If moral behavior were simply following rules, we could program a computer to be moral. –Samuel P. Ginder
Codes come in all shapes, sizes, and levels of quality. Given the level of attention devoted to them, each code will have a different impact on the organization it serves. A few organizations appreciate the vital role that a code can play, such as with respect to the organization’s mission, values, and other aspects of culture. For these organizations, developing an effective code can constructively impact its employees, customers, business partners, and other stakeholders. A strong code stands the chance of reinforcing leadership’s good intentions and efforts.

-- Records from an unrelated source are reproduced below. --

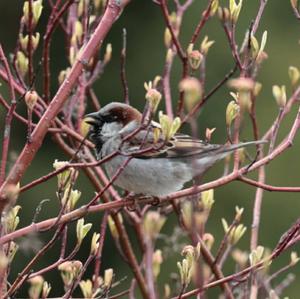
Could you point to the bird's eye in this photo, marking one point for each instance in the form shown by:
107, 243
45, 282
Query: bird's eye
109, 118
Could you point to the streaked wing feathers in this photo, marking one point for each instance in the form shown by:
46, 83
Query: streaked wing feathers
178, 147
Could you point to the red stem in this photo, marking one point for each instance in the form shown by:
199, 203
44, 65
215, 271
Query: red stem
30, 149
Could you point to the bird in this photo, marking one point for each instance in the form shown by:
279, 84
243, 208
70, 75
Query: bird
154, 167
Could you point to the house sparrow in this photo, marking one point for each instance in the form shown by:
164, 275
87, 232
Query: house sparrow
165, 166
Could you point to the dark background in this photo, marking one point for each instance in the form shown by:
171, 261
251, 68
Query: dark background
145, 59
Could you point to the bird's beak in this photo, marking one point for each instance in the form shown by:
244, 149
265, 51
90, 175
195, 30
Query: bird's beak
92, 118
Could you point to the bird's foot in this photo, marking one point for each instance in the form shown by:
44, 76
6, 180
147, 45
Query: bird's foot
156, 201
132, 198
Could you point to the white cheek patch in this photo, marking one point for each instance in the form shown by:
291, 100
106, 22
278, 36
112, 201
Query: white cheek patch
110, 129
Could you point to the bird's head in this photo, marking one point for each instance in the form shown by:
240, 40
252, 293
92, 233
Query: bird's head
110, 120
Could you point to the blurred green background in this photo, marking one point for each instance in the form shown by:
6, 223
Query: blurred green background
145, 59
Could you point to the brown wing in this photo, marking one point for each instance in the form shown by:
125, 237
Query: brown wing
178, 147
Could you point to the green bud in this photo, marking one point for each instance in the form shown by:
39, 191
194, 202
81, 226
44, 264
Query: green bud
36, 285
294, 3
294, 258
232, 112
207, 199
279, 94
86, 287
167, 38
214, 7
82, 230
108, 54
256, 255
22, 63
95, 243
46, 289
294, 75
37, 8
223, 14
108, 278
206, 45
195, 58
11, 219
156, 262
31, 98
13, 248
23, 41
234, 10
153, 96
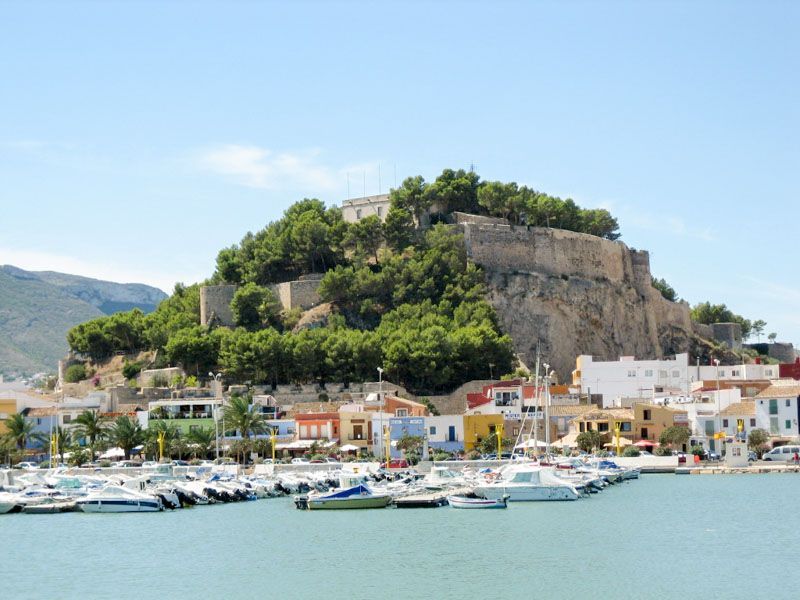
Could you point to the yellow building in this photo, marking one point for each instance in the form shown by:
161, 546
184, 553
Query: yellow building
650, 420
477, 427
7, 407
605, 420
355, 429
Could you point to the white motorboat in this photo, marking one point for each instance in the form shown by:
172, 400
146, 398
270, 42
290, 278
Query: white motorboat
115, 499
467, 502
526, 483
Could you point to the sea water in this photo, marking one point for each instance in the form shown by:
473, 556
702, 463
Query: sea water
663, 536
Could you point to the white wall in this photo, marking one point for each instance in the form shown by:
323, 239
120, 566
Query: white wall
632, 378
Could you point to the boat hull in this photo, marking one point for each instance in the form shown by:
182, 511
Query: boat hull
461, 502
534, 493
118, 506
348, 503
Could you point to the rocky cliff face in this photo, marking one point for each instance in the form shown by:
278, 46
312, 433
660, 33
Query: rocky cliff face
573, 294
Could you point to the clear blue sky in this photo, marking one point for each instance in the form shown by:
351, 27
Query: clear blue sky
136, 139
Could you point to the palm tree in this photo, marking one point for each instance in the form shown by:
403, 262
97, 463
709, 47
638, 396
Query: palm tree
92, 426
201, 440
171, 436
126, 433
242, 416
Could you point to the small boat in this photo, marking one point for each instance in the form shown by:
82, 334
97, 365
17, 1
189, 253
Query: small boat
114, 498
468, 502
50, 507
353, 493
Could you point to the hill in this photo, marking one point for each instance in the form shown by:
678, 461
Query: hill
38, 308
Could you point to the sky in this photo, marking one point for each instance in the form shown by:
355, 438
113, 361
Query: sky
139, 138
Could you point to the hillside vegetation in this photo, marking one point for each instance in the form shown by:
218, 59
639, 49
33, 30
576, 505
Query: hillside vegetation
402, 298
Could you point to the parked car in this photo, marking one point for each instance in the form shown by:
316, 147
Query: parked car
782, 453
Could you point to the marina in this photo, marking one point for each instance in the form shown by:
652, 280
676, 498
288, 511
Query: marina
697, 527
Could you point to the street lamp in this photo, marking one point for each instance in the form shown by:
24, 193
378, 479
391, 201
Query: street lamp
380, 397
216, 379
719, 410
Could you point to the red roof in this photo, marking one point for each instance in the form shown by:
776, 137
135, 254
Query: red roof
476, 399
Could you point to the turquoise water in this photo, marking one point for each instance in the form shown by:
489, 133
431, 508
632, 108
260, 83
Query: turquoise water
663, 536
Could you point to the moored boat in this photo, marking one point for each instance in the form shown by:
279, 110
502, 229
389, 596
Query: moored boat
468, 502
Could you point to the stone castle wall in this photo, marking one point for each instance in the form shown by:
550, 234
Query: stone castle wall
302, 293
571, 293
215, 303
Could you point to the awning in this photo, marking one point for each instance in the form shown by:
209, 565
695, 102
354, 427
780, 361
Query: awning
532, 444
643, 443
113, 453
622, 442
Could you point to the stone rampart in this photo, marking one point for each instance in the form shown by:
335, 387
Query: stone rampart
215, 304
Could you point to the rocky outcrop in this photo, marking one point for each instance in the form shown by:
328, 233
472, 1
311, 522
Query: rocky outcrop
570, 293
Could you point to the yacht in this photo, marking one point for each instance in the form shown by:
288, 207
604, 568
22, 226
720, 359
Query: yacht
116, 498
528, 483
353, 493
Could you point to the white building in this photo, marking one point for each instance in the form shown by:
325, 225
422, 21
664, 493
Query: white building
445, 432
631, 378
778, 408
355, 209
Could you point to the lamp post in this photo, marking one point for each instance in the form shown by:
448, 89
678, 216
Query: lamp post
216, 378
380, 397
718, 420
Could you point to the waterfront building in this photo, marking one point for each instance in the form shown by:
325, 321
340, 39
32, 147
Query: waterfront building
778, 409
739, 414
650, 420
186, 414
479, 426
400, 427
445, 432
605, 421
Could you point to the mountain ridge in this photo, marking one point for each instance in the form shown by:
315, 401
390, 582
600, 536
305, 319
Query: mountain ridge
37, 308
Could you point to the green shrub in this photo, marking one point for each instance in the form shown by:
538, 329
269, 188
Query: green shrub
131, 370
75, 373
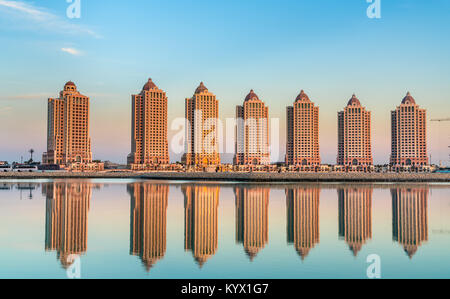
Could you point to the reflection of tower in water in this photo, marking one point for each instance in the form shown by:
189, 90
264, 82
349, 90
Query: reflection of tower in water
410, 218
355, 216
201, 204
252, 218
66, 224
303, 219
148, 221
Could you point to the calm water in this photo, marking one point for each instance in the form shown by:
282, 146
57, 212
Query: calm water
137, 229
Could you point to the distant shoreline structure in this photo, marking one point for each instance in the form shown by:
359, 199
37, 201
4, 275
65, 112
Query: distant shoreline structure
244, 177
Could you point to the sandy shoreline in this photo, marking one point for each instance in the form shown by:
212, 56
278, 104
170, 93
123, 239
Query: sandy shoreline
245, 177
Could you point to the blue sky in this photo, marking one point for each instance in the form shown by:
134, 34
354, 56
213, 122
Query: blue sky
330, 49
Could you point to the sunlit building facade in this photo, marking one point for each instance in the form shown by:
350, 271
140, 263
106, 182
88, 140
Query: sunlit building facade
148, 221
202, 129
252, 132
303, 219
409, 135
66, 222
68, 139
252, 218
201, 205
410, 217
302, 148
355, 216
149, 141
355, 136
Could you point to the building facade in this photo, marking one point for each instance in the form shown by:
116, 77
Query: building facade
252, 132
149, 141
355, 136
68, 139
302, 148
202, 129
409, 135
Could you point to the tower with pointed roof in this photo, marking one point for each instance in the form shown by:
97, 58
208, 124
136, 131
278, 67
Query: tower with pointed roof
355, 136
302, 144
68, 139
149, 141
202, 129
252, 132
409, 135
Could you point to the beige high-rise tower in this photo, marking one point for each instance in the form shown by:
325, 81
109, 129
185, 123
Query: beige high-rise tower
149, 143
68, 138
252, 132
202, 125
302, 148
409, 135
354, 136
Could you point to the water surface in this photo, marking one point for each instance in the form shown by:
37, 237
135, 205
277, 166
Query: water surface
149, 229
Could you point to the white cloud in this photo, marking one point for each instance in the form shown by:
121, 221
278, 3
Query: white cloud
71, 51
43, 18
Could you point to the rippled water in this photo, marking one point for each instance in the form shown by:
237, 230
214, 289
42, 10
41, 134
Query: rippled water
145, 229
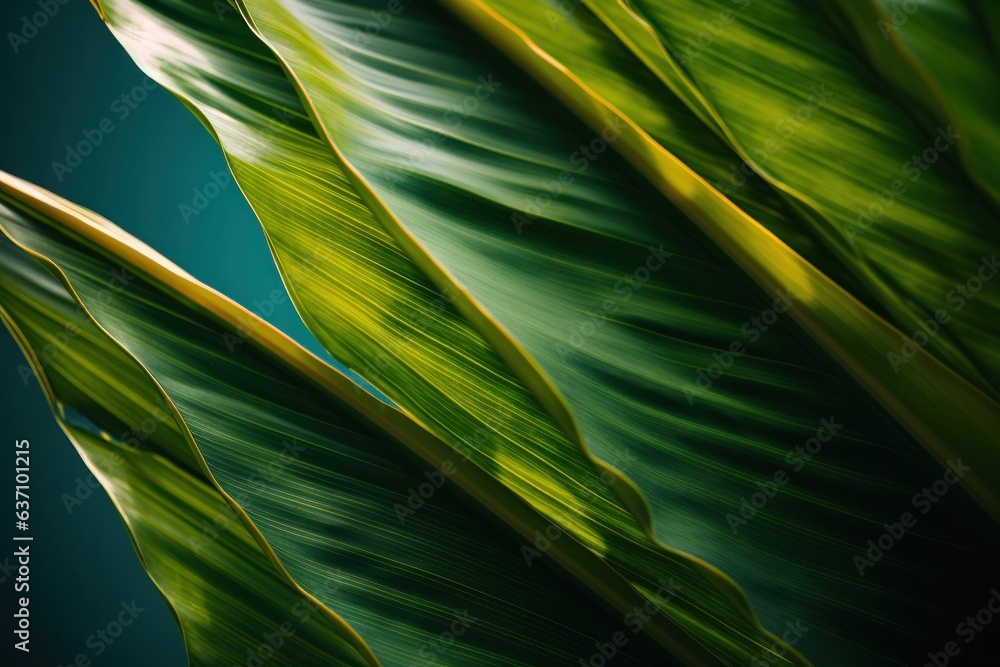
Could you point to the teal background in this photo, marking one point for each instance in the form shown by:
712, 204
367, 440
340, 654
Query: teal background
59, 84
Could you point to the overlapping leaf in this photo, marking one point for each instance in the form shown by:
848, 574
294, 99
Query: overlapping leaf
427, 169
296, 449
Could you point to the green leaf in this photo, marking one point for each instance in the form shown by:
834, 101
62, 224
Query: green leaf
807, 114
323, 492
403, 201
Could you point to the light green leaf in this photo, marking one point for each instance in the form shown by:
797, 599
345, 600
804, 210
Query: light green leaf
432, 202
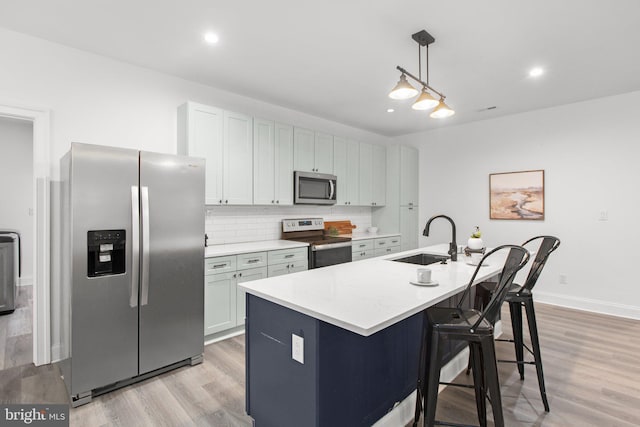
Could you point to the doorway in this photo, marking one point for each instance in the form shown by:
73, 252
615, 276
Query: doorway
16, 233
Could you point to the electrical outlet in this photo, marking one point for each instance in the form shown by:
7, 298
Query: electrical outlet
297, 348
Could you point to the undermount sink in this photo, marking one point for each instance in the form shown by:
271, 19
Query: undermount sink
422, 259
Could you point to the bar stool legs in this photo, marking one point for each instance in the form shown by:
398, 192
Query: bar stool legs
515, 308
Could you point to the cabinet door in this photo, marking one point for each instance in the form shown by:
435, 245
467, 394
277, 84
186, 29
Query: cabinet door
379, 179
408, 176
219, 302
303, 150
366, 174
284, 164
238, 159
278, 269
264, 162
409, 227
246, 276
340, 169
353, 172
323, 152
296, 266
202, 136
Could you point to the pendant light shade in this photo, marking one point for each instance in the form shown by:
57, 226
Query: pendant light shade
425, 101
442, 111
403, 89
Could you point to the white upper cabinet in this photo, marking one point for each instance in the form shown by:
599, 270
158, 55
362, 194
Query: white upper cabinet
346, 161
225, 140
366, 174
238, 159
313, 151
408, 176
379, 175
284, 164
264, 162
304, 150
200, 134
373, 174
272, 163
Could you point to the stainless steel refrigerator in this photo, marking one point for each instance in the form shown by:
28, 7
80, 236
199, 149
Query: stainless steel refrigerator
132, 230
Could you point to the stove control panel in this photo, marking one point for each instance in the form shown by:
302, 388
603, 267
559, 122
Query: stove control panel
302, 224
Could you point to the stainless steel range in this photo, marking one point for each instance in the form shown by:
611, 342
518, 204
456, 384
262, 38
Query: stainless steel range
324, 250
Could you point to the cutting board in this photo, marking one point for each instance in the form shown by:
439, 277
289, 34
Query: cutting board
344, 227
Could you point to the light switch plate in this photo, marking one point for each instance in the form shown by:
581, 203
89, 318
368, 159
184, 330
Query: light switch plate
297, 348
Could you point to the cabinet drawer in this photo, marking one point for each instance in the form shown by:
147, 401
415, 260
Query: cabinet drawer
383, 242
252, 260
362, 245
296, 266
357, 256
287, 255
219, 265
387, 251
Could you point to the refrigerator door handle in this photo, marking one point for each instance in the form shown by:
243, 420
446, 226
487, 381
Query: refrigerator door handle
135, 246
145, 246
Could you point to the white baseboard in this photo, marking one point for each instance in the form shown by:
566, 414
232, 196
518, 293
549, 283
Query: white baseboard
587, 304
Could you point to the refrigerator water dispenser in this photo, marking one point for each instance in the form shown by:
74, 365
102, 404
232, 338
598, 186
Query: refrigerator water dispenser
105, 252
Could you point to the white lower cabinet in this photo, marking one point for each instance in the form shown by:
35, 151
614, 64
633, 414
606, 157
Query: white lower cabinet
219, 302
286, 261
369, 248
246, 276
224, 302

Conversely, a poorly conceived and developed code is likely to hurt the organization’s efforts and weaken leadership’s good intentions. Many organizations still do the bare minimum required by Sarbanes-Oxley or the stock exchange listing standards. This is surprising given the relatively little that is needed to develop a truly impactful code of conduct. It also is a mistake. A poor code marginalizes the importance of an organization’s standards of conduct, negates leadership’s focus on those standards, and sends employees the message that the organization’s code is just one of the many “corporate documents” they can ignore.
What a Code Can Help Accomplish
A quality code of conduct can contribute to an organization’s success. Organizations that use a code simply to set legal rules miss much of the value that a better one can provide. A well-developed code can help an organization:
-
Prevent legal and regulatory violations and other questionable conduct. This is the first objective that most organizations attach to a code of conduct. When violations do occur, a code helps employees detect and report them to mitigate their effects.
-
Foster greater employee loyalty and retention. Employees feel more committed when included and engaged in their organization’s culture and success—especially when everyone is held to principles of good conduct.
-
Encourage greater customer loyalty and retention. When customers learn about—and then experience—excellent treatment due to an organization’s high standards of conduct, they are more likely to show their loyalty. Related standards can include accurate advertising, fair dealing, healthy and safe products, privacy of personal data, and environmental protection.
-
Build stronger relationships with suppliers and other business partners. As with employees, the more suppliers and other business partners understand what the organization expects of them—and what they can expect from the organization—the stronger the alliance. This may involve standards related to handling confidential information, use of third-party information, fair dealing, proper financial transactions, and others.
-
Strengthen trust from and respect of other stakeholders, such as local communities, regulators, NGOs, and even competitors. As codes are made public, more outside stakeholders review them and set their own expectations for the organization partly based on its code. The more that an organization lives up to the expectations that it has established, the greater goodwill it engenders. This is increasingly true as Environmental, Social and Governance (ESG) expectations come to the forefront.
-
Build a stronger reputation for integrity, in essence, by helping the organization do what it says it will do.